Caroline felt a twinge of regret for the way she’d treated him when she’d first come home. Dissing his mother was a low blow, and she had only done so because she was hurting. She realized that now.
Jack was right. She was still mad at him for waking up in another woman’s bed thirteen days before their wedding—even though he had sworn he hadn’t had sex with her. It hadn’t mattered. She’d been furious at her mother for sending him home with Claire—angry at Jack for taking her in the first place—and even angrier at him for not calling to tell her that her best friend had nearly O.D.’d on her mother’s pills. To make matters worse, some part of Caroline suspected her mother had set the entire thing up to keep Caroline from marrying Jack.
Well, it worked.
She tamped down a sense of indignation over the memory.
He was staring at her, eyes gleaming slightly, studying her reaction to his home. “Want something to drink?”
Caroline lifted her brows, taking in the glasses strewn about—all bar steins. “Are there any clean glasses left?”
He shrugged.
Caroline smiled wanly. “Really, I only came to show you this.” She opened her purse and fished around for the slip. “At first, I thought it was a parking ticket. . . .” She handed the piece of paper to him.
Jack took it and moved closer to the lamp, unfolding it.
His eyes grew wide, and she saw something register there—for just an instant; then he shuttered his gaze, and looked up with a tight smile. “Where did you get this?”
He was hiding something.
“On my car. Under the wiper.”
“When?” Even the single word sounded strained.
“Tonight. When I was leaving work.”
“In the garage?”
“Yeah.”
He nodded, his eyes shifting back and forth between Caroline and the piece of paper, and he suddenly seemed on edge in a way he wasn’t previously.

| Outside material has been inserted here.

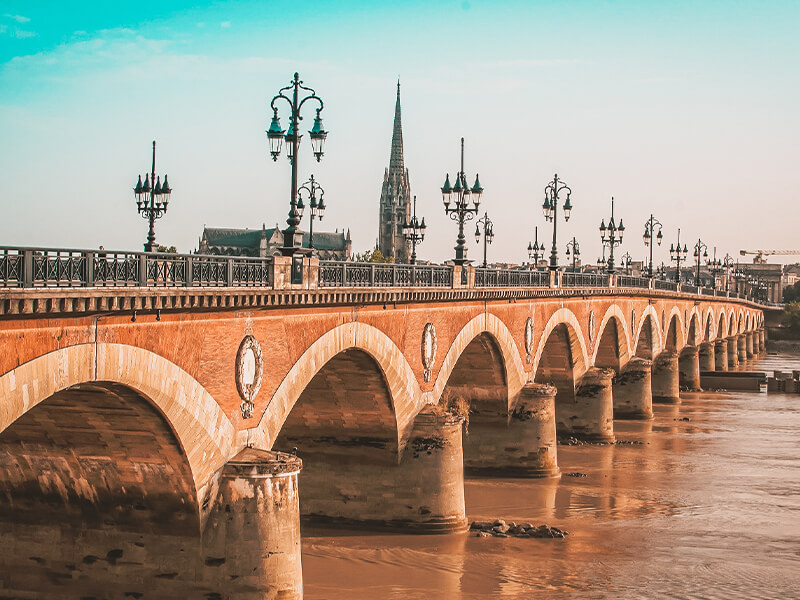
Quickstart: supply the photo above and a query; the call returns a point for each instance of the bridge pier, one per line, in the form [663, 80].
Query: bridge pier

Caroline knew instinctively that whatever he keeping from her was something important, but she also realized that he wasn’t going to tell her anything after she’d broadcast his last disclosure to the entire city.
Do you really blame him?
“Was it there during lunch?”
Caroline shrugged. “I don’t know.”
She could see the wheels turning behind his ocean-blue eyes. “Do you mind if I keep it?”
She met his eyes, unblinking, trying to read him. “Do you think it means something?”

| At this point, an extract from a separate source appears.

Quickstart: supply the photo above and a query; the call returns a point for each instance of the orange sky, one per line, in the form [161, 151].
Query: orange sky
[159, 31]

He shrugged, setting the pious declaration down on his coffee table.
She noticed he couldn’t discard it fast enough, but he chose a spot on the table that to someone else might seem unintentional—out of range of potential spills and away from all other articles. He even moved a glass out of the way that had no more than a swallow left in it.
“Dunno,” he said. “Maybe. Could be just a Bible-thumper leaving his calling card. Was there a similar slip on anyone else’s vehicle?”
“There were a few cars in the garage, but I didn’t see it until I was already in my car and I wasn’t about to get out to check.” She wondered if she should tell him about Brad, but decided not to. Brad had to have walked out after her, because she’d spied him talking to Frank moments before she’d left the office. The note was already on her car.
He stared at the note on the table.
“Good girl,” he said, and finally focused his stark blue gaze on her. The tension from his body permeated the room.
Caroline felt nervous merely standing near him.
“There’s something else . . .”
He tensed, the muscles in his biceps flexing.
“I ran into Patterson in the market yesterday.”
His brow furrowed. “Did you talk to him?”
“Briefly. He asked me, in his words, ‘nicely’ to stop harassing him.”
“Did he threaten you?”
“Not really.”
He moved toward her, the look in his eyes anguished.
Caroline sucked in a breath, startled by the advance.
“Caroline, promise me from now on you’ll go home when the rest of the world goes home . . . you don’t need to prove anything to your mother.” He reached out to touch her face. “Promise me,” he pleaded.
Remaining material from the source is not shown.